À propos du film Indigènes, différent sur l’interprétation des faits.
À peine l’Allemagne a-t-elle capitulé, Manuel est envoyé avec la Légion et les spahis qui répriment une insurrection à Sétif, « un vrai massacre » qui tourne vite à l’expédition punitive (une centaine de morts chez les Européens, plusieurs milliers chez les indigènes). Blessé, il part suivre ses études de médecine à Paris, puis se marie par amour avec une Espagnole pauvre, mésalliance à l’encontre de l’entre-soi de mise dans les différentes communautés.
« Les « indigènes », au vrai, c’était comme les oiseaux dans le film d’Alfred Hitchcock, ils faisaient partie du paysage. »

« Après Sétif, la tragédie n’a plus qu’à débiter les strophes et antistrophes du malheur. Une mécanique fatale, avec ses assassinats, ses trahisons, ses dilemmes insensés, sa longue chaîne de souffrances et de ressentiment. »

Les attentats du FLN commencent comme naît Thomas, le narrateur, qui aborde ses souvenirs d’enfance.
« …] le portrait que je trace de mon père en me fiant au seul recours de ma mémoire est moins fidèle, je m’en aperçois, moins réel que les fictions inventées ou reconstruites pour rendre compte de sa vie avant ma naissance. »

OAS et fellaghas divisent irréconciliablement Arabes et colons. De Gaulle parvient au pouvoir, et tout le monde croit encore que la situation va s’arranger, jusqu’à l’évacuation, l’exode, l’exil. Mauvais accueil en métropole, et reconstruction d’une vie brisée, Manuel devant renoncer à la chirurgie pour être médecin généraliste.
Histoire étonnante des cartes d’Opicino de Canistris :
« À la question « qui suis-je ? », qui sum ego, il répond tu es egoceros, la bête à corne, le bouc libidineux, le rhinocéros de toi-même.
Il n’est pas fou, il me ressemble comme deux gouttes d’eau ; il nous ressemble à tous, encombrés que nous sommes de nos frayeurs intimes et du combat que nous menons contre l’absurdité de vivre. »
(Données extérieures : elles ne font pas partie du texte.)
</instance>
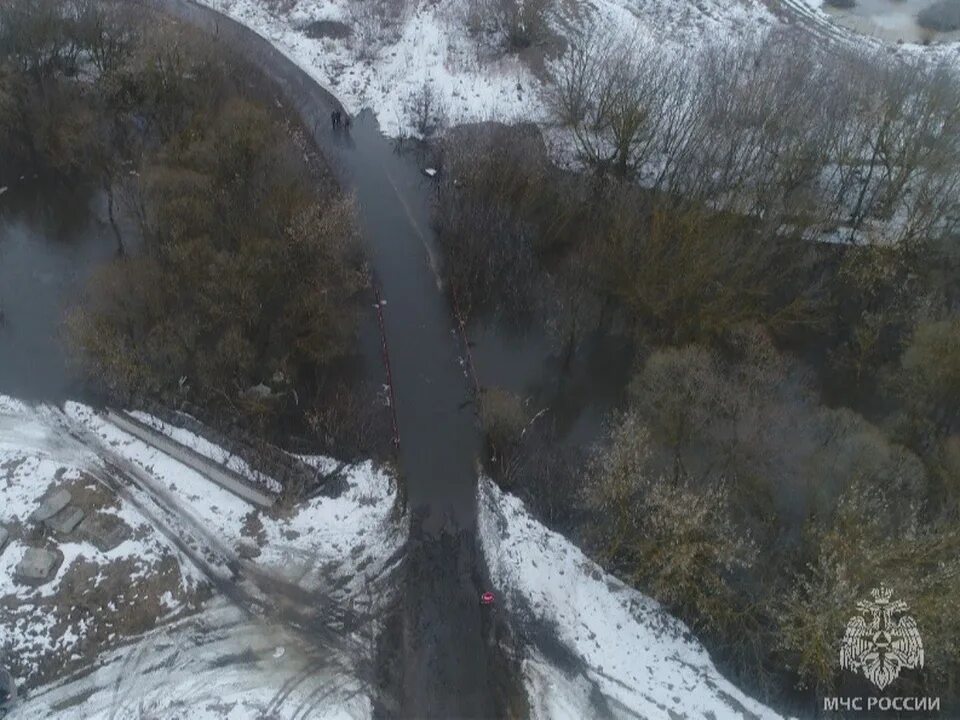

Regret d’une colonisation ratée…
« Ce qu’il veut dire, je crois, c’est qu’il y aurait eu là-bas une chance de réussir quelque chose comme la romanisation de la Gaule, ou l’européanisation de l’Amérique du Nord, et que les gouvernements français l’avaient ratée. Par manque d’humanisme, de démocratie, de vision égalitaire, par manque d’intelligence, surtout, et parce qu’ils étaient l’émanation constante des « vrais colons » – douze mille en 1957, parmi lesquels trois cents riches et une dizaine plus riches à eux dix que tous les autres ensemble – dont la rapacité n’avait d’égal que le mépris absolu des indigènes et des petits Blancs qu’ils utilisaient comme main-d’œuvre pour leurs profits. »

… mais :
« Si les indigènes musulmans ont été les Indiens de la France, ce sont des Indiens qui auraient finalement, heureusement, et contre toute attente, repoussé à la mer leurs agresseurs.
Un western inversé, en somme, bien difficile à regarder jusqu’à la fin pour des Européens habitués à contempler en Technicolor la mythologie de leur seule domination. »

« La France s’est dédouanée de l’Algérie française en fustigeant ceux-là mêmes qui ont essayé tant bien que mal de faire exister cette chimère. Les pieds-noirs sont les boucs émissaires du forfait colonialiste.
Manuel ne voit pas, si profonde est la blessure, que ce poison terrasse à la fois ceux qui l’absorbent et ceux qui l’administrent. La meule a tourné d’un cran, l’écrasant au passage, sans même s’apercevoir de sa présence.
Il y aura un dernier pied-noir, comme il y a eu un dernier des Mohicans. »

Clairement narré, et regroupé en petits chapitres, ce qui rend la lecture fort agréable. Par exemple, le 240ème in extenso :
« Rejoindre le front des Vosges dans un camion de bauxite, sauter sur une mine à Mulhouse, et se retrouver médecin des gueules rouges à Brignoles, en compagnie d’un confrère alsacien ! Qu’est-ce qui est à l’œuvre dans ce genre de conjonction ? Quels sont les dieux fourbes qui manipulent ainsi nos destinées ? Projet : S’occuper de ce que Charles Fort appelait des « coïncidences exagérées ». Montrer ce qu’elles révèlent de terreur archaïque devant l’inintelligibilité du monde, de poésie latente aussi, et quasi biologique, dans notre obstination à préférer n’importe quel déterminisme au sentiment d’avoir été jetés à l’existence comme on jette, dit-on, un prisonnier aux chiens. »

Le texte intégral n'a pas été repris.